Les araignées en soie dragline utilisées pour fabriquer le bord extérieur et les rayons d'une toile sont des choses incroyables. Il correspond à l'acier allié de haute qualité pour la résistance à la traction, mais est environ un sixième aussi dense. Il est également très ductile, parfois capable de s'étirer jusqu'à cinq fois sa longueur.
Cette combinaison de résistance et de ductilité rend la soie d'araignée extrêmement résistante, correspondant à la ténacité des fibres de carbone de pointe telles que le Kevlar.
Il va donc sans dire que la capacité de rendre la soie d'araignée encore plus solide et plus résistante serait un coup scientifique important. C'est pourquoi le travail de Nicola Pugno à l'Université de Trento en Italie et de quelques copains est quelque chose d'un compte-gouttes.
Ces gars-là ont trouvé un moyen d'incorporer des nanotubes de carbone et du graphène dans la soie d'araignée et d'augmenter sa résistance et sa ténacité au-delà de tout ce qui était possible auparavant. Le matériau résultant a des propriétés telles que la résistance à la rupture, le module de Young et le module de ténacité plus élevés que tout ce qui a jamais été mesuré.
L'approche de l'équipe est relativement simple. Ils ont commencé avec 15 araignées Pholcidae, collectées dans la campagne italienne, qu'ils ont conservées dans des conditions contrôlées dans leur laboratoire. Ils ont collecté des échantillons de soie de dragline produits par ces araignées comme référence.

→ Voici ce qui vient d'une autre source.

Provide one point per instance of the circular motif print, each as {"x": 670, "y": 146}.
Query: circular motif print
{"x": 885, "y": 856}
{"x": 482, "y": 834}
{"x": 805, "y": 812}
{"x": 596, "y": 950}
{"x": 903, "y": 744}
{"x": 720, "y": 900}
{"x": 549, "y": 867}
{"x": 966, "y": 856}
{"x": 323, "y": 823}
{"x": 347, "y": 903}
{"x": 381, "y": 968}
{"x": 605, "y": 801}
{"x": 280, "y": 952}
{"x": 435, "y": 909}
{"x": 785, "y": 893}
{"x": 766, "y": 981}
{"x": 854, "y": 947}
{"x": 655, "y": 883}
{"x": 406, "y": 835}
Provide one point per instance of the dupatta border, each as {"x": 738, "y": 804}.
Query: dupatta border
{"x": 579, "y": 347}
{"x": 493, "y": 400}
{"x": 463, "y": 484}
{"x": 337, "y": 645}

L'équipe a ensuite utilisé une astuce pour introduire des nanotubes de carbone et des flocons de graphène dans la soie d'araignée. Ils ont simplement aspergé les araignées d'eau contenant les nanotubes ou les flocons, puis ont mesuré les propriétés mécaniques de la soie produite par les araignées.
Pour chaque brin de soie, ils ont fixé la fibre entre deux supports en carton en forme de C et l'ont placé dans un appareil capable de mesurer la charge sur une fibre avec une résolution de 15 nano-newtons et tout déplacement de fibre avec une résolution de 0,1 nanomètre.
Les résultats rendent la lecture impressionnante. Nous mesurons une résistance à la rupture jusqu'à 5,4 GPa, un module de Young jusqu'à 47,8 GPa et un module de ténacité jusqu'à 2,1 GPa, disent Pugno et co. Il s'agit du module de ténacité le plus élevé pour une fibre, surpassant les fibres polymères synthétiques haute performance (par exemple Kelvar49) et même les fibres nouées les plus résistantes actuelles, disent-ils.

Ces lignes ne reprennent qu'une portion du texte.